Image attachments use a by-reference marker: an @image.png mention inside the 5 MB cap becomes a harness-authored text marker (path + MIME + size + "View it by calling read_file with this exact path") rather than inline bytes. A <system-reminder> on that turn instructs the model to call read_file on each attached path before responding (and to batch the calls in a single round). The bytes only enter the conversation through read_file's audited vision path, so the marker travels cleanly across provider swaps, compaction, and history re-renders — and an oversize drop comes with a downscale hint instead of a silent cap. Notebook mentions remain text-only — call read_notebook for structured cell access.

Ranking & filtering

The picker ranks candidates with fuzzy matching over the full relative path (not just the basename), so helper finds src/utils/helper.py. When the optional rapidfuzz dependency is present it uses a weighted-ratio scorer; otherwise it falls back to a stdlib substring match. An empty query shows the head of the corpus.

The corpus is the set of files under your workspace. It honors .gitignore (via the optional pathspec dependency) and always prunes heavy or noise directories (.git, node_modules, __pycache__, .venv, dist, build, and similar), capped at 10,000 files.

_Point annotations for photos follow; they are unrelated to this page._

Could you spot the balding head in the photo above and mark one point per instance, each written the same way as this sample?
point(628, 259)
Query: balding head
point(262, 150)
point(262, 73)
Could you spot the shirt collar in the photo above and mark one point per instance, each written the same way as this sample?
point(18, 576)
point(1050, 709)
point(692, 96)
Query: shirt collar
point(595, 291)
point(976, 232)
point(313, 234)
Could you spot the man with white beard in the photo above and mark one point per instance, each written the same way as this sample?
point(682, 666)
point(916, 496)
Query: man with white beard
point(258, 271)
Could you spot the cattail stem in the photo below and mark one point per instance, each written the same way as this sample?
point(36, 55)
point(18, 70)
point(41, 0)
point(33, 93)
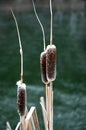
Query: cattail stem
point(19, 38)
point(40, 24)
point(51, 23)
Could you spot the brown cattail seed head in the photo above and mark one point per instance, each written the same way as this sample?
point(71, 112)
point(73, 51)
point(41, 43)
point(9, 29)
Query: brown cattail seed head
point(51, 62)
point(43, 67)
point(21, 98)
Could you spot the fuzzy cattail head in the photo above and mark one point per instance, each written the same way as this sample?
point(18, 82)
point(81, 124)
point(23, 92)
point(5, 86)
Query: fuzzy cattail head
point(21, 98)
point(51, 62)
point(43, 67)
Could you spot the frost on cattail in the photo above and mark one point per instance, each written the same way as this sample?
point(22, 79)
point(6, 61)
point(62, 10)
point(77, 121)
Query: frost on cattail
point(21, 98)
point(43, 67)
point(51, 62)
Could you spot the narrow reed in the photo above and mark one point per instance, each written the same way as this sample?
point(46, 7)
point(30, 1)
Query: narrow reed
point(51, 62)
point(21, 98)
point(43, 67)
point(43, 54)
point(20, 44)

It's rebuilt on a 60-second TTL and the walk runs off the UI thread, so a large repo can't freeze the picker on the first keystroke.

Out-of-workspace files

A file inside your workspace is treated as ground-truth context and inlined directly. A file outside the workspace carries the same prompt-injection surface as a fetched web page, so its contents are wrapped in hardened untrusted-content framing before they enter the conversation. Symlinks are resolved before the membership check, so an in-workspace symlink that points outside still gets the untrusted framing. The model is told to treat that content as data, not instructions.